You will find that eg alarm use is much restricted in the allowable use to get 10 years. If 1 uA of the drain is for alarm use then you get 24 uA.hr/day or 86400 uA.seconds or 86 mA.seconds. That's about 240 mW seconds at 3 V. Or say 5 x 50 mW x 1 second burst/day.


An LED can provide ample lighting at 1 mA. Use it 5 times/day x 1 second = 5 mA.sec = 5000 uA.sec or "only" 5000/86400 = 0.06 uA mean drain. Increase as desired and allowed.


Can you run a time keeping IC on say 1 uA?
Probably yes.



So overall it all falls in the area of "notionally possible if really really really clever and careful".
Casio can be expected to be quite clever by now.


Note that if any sort of energy harvesting is being used then all bets are on. Harvesting a uA or few sounds doable.




REAL WORLD EXAMPLE:


There are many others.


In September 2012 user Hli commented:



An EFM32, which is an ARM Cortex M3 MCU, can run on about 1.45µA while driving a LCD (550nA for the LCD, and 900nA for running the RTC and keeping its RAM). So a chip keeping only time should be capable to run on much less than that




The link he then provided is now broken, so:


EFM32 "Gecko" family are M0+, M3, M4 ARm Cortex microcontrollers from Silabs


Silabs EFM32 search


Wonder Gecko




  • EFM32™ Wonder Gecko 32-bit ARM® Cortex®-M4 Microcontroller Silicon Labs’ EFM32™ Wonder Gecko 32-bit microcontroller (MCU) family includes 60 devices based on the ARM® Cortex®-M4 core, which provides a full DSP instruction set and includes a hardware FPU for faster computation performance.


    Wonder Gecko MCUs feature up to 256 kB of flash memory, 32 kB of RAM and CPU speeds up to 48 MHz. The MCUs incorporate highly differentiated Gecko technology to minimize energy consumption, including a flexible range of standby and sleep modes, intelligent peripherals that allow designers to implement many functions without CPU wake-up and ultra-low standby current. With the lowest active and standby power consumption, the Wonder Gecko is the world's most energy friendly Cortex-M4 MCU.

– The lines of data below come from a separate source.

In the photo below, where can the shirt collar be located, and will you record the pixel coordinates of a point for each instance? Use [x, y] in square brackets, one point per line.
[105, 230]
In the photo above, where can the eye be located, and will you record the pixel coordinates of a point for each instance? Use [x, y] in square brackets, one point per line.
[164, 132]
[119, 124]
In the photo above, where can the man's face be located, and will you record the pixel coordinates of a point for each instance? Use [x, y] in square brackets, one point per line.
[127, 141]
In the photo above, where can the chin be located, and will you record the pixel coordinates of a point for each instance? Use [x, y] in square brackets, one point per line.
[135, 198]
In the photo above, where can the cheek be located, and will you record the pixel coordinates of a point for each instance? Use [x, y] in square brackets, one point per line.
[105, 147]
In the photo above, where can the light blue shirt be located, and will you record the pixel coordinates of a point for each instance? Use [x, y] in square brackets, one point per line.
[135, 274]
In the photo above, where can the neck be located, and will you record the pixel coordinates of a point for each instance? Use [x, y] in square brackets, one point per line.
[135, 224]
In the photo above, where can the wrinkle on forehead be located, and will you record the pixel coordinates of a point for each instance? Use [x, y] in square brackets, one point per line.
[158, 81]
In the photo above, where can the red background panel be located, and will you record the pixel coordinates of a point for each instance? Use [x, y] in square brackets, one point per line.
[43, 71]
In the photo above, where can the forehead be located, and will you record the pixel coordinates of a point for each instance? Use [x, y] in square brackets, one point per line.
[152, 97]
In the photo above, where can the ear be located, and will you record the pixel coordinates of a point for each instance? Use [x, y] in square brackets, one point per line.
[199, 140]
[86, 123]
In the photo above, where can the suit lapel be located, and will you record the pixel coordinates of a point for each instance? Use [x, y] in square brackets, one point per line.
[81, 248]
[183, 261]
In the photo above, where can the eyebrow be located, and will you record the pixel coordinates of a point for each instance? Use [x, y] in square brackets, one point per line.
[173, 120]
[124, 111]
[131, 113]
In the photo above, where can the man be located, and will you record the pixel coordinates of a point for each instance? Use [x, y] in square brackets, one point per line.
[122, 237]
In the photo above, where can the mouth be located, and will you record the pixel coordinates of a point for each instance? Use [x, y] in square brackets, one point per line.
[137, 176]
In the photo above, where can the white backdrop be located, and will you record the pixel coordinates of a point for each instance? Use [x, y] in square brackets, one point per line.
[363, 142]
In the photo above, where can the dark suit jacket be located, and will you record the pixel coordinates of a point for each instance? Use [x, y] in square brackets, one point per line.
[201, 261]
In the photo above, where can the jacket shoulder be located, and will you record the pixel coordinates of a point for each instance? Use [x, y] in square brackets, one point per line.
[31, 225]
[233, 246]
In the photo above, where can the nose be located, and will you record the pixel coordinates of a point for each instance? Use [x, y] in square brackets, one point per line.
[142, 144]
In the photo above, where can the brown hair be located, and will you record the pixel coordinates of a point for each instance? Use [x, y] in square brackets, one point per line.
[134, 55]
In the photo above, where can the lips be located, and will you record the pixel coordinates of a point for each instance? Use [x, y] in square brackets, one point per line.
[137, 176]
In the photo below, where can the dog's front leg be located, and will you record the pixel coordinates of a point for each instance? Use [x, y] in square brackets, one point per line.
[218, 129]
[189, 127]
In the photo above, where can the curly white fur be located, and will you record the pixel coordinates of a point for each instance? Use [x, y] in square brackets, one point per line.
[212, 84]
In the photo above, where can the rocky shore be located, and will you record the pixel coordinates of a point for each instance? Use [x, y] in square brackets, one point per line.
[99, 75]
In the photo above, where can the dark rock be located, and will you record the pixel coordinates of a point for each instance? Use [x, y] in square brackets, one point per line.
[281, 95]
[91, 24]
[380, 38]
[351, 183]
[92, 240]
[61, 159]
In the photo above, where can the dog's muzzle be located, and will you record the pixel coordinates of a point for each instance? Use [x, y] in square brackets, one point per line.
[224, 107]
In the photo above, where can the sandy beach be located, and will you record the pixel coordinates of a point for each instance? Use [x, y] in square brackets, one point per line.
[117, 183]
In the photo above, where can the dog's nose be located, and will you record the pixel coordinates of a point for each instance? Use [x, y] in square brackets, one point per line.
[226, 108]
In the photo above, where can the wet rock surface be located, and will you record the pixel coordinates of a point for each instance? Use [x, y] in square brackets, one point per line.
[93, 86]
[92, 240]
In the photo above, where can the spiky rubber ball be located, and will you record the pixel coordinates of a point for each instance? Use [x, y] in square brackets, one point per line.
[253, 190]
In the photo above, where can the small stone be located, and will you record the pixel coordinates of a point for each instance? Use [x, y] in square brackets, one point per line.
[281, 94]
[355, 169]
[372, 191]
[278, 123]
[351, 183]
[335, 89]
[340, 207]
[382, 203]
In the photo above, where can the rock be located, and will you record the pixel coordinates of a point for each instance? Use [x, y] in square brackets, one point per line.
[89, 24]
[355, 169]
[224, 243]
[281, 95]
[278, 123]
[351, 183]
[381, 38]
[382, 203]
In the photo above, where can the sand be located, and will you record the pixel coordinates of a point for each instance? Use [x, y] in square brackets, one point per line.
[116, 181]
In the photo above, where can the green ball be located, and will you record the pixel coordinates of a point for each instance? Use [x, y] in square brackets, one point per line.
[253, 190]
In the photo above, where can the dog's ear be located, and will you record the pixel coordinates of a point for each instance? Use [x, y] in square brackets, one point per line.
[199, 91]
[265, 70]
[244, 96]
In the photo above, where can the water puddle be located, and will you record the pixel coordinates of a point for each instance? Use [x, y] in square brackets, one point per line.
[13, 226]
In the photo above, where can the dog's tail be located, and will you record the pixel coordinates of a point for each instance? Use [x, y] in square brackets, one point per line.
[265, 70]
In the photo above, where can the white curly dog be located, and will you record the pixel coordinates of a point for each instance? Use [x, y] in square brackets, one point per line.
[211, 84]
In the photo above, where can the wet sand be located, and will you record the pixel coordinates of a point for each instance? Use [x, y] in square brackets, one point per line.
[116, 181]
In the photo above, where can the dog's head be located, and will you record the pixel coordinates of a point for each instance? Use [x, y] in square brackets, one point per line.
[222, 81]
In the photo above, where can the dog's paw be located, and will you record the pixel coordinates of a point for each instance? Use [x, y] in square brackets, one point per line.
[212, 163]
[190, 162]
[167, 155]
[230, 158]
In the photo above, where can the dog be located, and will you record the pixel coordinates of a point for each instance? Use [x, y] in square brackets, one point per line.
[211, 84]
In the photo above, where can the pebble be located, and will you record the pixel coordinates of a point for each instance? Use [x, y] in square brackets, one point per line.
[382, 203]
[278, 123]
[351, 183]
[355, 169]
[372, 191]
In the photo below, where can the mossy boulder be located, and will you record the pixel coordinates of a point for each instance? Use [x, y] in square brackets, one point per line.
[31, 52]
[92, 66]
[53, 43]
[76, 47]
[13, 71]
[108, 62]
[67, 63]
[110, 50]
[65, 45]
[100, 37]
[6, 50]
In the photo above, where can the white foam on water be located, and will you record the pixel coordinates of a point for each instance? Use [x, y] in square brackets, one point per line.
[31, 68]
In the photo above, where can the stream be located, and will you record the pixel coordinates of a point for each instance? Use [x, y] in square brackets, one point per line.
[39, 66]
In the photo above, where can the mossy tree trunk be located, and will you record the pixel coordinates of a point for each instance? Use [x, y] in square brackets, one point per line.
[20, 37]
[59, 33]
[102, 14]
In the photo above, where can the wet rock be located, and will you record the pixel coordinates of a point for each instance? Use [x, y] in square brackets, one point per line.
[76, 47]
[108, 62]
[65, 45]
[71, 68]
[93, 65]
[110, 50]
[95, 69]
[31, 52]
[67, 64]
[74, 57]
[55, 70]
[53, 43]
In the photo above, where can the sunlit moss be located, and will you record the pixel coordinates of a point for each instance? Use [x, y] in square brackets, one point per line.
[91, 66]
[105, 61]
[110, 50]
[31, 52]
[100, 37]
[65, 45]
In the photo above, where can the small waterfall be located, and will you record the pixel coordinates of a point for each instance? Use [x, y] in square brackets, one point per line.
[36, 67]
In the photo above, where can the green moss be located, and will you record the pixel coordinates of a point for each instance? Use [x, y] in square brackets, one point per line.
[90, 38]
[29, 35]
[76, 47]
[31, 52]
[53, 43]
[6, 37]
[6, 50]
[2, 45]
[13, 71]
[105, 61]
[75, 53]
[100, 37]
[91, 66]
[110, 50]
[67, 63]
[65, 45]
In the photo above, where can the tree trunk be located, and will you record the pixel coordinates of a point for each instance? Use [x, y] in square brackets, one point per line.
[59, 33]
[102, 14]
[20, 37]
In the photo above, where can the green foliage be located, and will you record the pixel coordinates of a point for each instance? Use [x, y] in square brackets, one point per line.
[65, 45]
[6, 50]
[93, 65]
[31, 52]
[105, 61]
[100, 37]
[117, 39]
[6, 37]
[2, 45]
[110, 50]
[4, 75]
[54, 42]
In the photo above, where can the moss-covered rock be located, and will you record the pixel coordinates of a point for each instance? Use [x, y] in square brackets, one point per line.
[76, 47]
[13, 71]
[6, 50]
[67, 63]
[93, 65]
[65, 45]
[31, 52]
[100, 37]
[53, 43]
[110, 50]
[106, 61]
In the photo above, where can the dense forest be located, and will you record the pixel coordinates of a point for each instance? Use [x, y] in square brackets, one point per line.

Other xxx-Gecko variants M0+, M3, M4


Digikey listings of "Gecko" - legion


Lowest cost in 100's with LCD EFM32TG822F32-QFP48T$US2.03/100 Digikey


Lowest power useful mode with RTC running - EM2 - deep sleep


In EM2 the high frequency oscillator is turned off, but with the 32.768 kHz oscillator running, selected low energy peripherals (LCD, RTC, LETIMER, PCNT, LEUART, I 2C, LESENSE, OPAMP, WDOG and ACMP) are still available. This gives a high degree of autonomous operation with a current consumption as low as 1.0 µA with RTC enabled. Power-on Reset, Brown-out Detection and full RAM and CPU retention is also included.


EM1 - sleep


In EM1, the CPU is sleeping and the power consumption is only 51 µA/MHz. All peripherals, including DMA, PRS and memory system, are still available


EM0 - running


In EM0, the CPU is running and consuming as little as 150 µA/MHz, when running code from flash. All peripherals can be active.


So running in EM0 for 1 ms/s adds 0.15 uA to the EM2 standby load.



Overall, operating in EM2 at around 1 uA mean plus EM0 as required would allow the 10 years / 163 mAh example target to be met.


___________________________________


Energy harvesting:


Vibration and motion may well be possible energy sources.


A silicon solar PV/solar panel seems viable.
Very roughly power available is 150 Watts/m^2 at 1 sun = 100,000 lux.
A 10mm x 10mm "panel" at 10 lux at those ratings would provide ~= 150 Watt x (0.01m x 0.01m) x 10lux/100000lux = 15 microWatt.


10 lux is dim roomlight - at the level where colour fades into monochrome. Dim!
If that level of sensitivity can be maintained at such low light levels (as it quite possibly can with other 'chemistries') the light powering looks viable.